Evaluation
Evaluation replaces guesswork with data. Instead of asking “does this prompt feel better?” you can run systematic checks that give you a repeatable, objective measure of your application’s behavior.
XeroML supports evaluation at two stages of the development lifecycle:
Offline evaluation — test your application against a fixed dataset before deploying a change. Run a new prompt version against your test cases, review the scores, iterate until results look good, then deploy.
Online evaluation — score live production traces as they arrive. Catch regressions in real time, build ground truth from production edge cases, and feed findings back into your offline datasets.

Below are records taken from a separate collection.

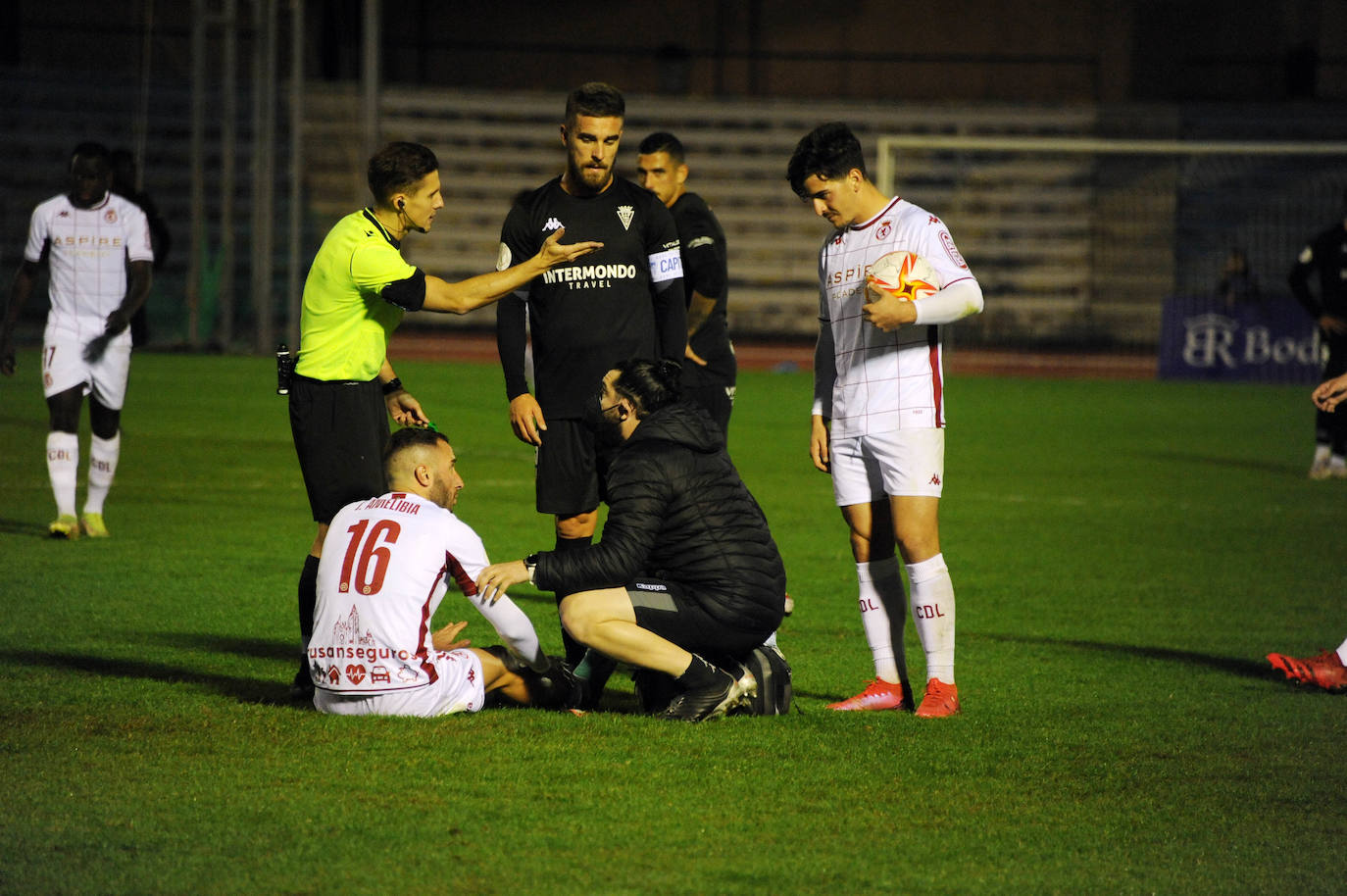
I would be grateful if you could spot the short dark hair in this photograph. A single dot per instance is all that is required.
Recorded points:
(90, 150)
(595, 100)
(398, 166)
(828, 152)
(663, 142)
(407, 438)
(648, 384)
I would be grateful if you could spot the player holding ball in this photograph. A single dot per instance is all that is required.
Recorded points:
(878, 409)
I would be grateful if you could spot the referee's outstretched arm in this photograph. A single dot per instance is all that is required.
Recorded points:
(483, 288)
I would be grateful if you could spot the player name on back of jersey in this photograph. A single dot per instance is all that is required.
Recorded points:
(396, 501)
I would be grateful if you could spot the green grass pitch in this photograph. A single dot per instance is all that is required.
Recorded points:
(1123, 555)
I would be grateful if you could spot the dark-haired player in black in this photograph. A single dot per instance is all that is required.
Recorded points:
(622, 302)
(1325, 255)
(710, 368)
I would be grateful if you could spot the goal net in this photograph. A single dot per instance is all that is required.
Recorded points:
(1077, 243)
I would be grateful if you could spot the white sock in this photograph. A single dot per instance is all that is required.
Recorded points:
(932, 609)
(103, 467)
(62, 469)
(881, 598)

These two loops reinforce each other: production traces reveal edge cases your dataset didn’t cover; adding them to your dataset makes the next round of offline testing more robust.
Core Concepts
→ Core Concepts — understand scores, datasets, experiments, and the evaluation loop
Evaluation Methods
| Method | Best for |
|---|---|
| LLM-as-a-Judge | Scalable automated scoring of nuanced qualities (helpfulness, accuracy, tone) |
| Annotation Queues | Structured human review workflows for ground truth creation |
| Custom Scores | Programmatic scoring via API/SDK — deterministic checks, user feedback, external signals |
Experiments
Run controlled experiments to compare prompt versions, models, or pipeline configurations:
| Resource | Description |
|---|---|
| Datasets | Create and manage test case collections |
| Experiments via SDK | Run experiments programmatically against XeroML or local datasets |
| Prompt Experiments | Run prompt variant experiments directly from the UI |
Getting Started
The recommended sequence:
- Read Core Concepts to understand scores and datasets
- Create a dataset from production traces or from scratch
- Run your first experiment with the current prompt version as a baseline
- Set up a live evaluator to score production traces automatically
Once you have baseline scores, every prompt change is a data question: did the scores improve?